Talking of eating the art, the weirdest experience we had in the Museum of Modern Art was Rirkrit Tiravanija's Untitled (Free/Still). It consisted of a kind of 'soup kitchen' in the middle of the gallery where delicious Thai vegetable curry was being served to all comers, for free. This was the art.

Here's the blurb about it, from the gallery wall:
I guess this works in much the same way as the sweets. It was very exciting and transgressive to be sitting eating curry in the gallery and I guess that we became part of the exhibit for as long as we were partaking. People were very curious and couldn't quite believe that they were allowed to get the food and eat it there. I'm so glad the curry itself was so tasty. It wouldn't have been the same if it had been horrible.
After MOMA (no need for a lunch stop now!), we walked down to the International Center for Photography, taking in the HBO shop on the way in order to pay homage to our beloved Larry David of Curb Your Enthusiasm (I forgot to include Curb on my list of Top TV for 2011; the latest series has been wonderful). At the Photography Center, there was a big exhibition of photos remembering 9/11 which was very sobering. We had decided not to go to Ground Zero because it seemed a bit ghoulish but these images seemed a fitting way to acknowledge the city's terrible wound.

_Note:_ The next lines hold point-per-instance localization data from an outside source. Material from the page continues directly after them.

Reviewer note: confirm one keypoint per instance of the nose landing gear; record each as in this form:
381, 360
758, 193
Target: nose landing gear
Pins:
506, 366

Getting tired now, but for some reason one of our number (no names) had become fixated on Macy's, so we trogged to Macy's and it turned out to be rather limp and weary (like me). The knackered old escalators were something else. It was good to visit another iconic NYC place but not for very long.
John's Pizzeria

The big mural at John's
I just have to mention the pizza place we went to that evening: John's, slogan 'No Slices'. We just picked it more or less at random but it was fantastic, housed in a big converted church with a huge stained glass dome. If you didn't have a table (of course we didn't), you had to stand in the bar until your number came up on a digital board, which was quite exciting (for a while). The pizza was really good and it turns out that the place is well known and has hosted the end of series parties for The Sopranos (another of my absolute fave shows) so who knows, maybe I sat in the same chair as Tone!
M&M's World -- the wall of M&M's
     This was the night that the lucky males in our party went to see Stephen Merchant's stand-up show but it was too naughty for the girls (well, maybe I could have taken it...), so Dora and I went out on our own and hung out in Times Square, which we liked so much. We went to M&M's World where you can fill a bag from the vast selection of colours you can see some of above. All around us people were loading up with great sackloads of M&M's, but we managed to stop at only a relative few (it was the same syndrome you get in a bead shop when you can hardly bear to stop picking colours).
      Then we went back to the hotel and watched the (grim) final of American X Factor. It was only good for staying awake until the men came back.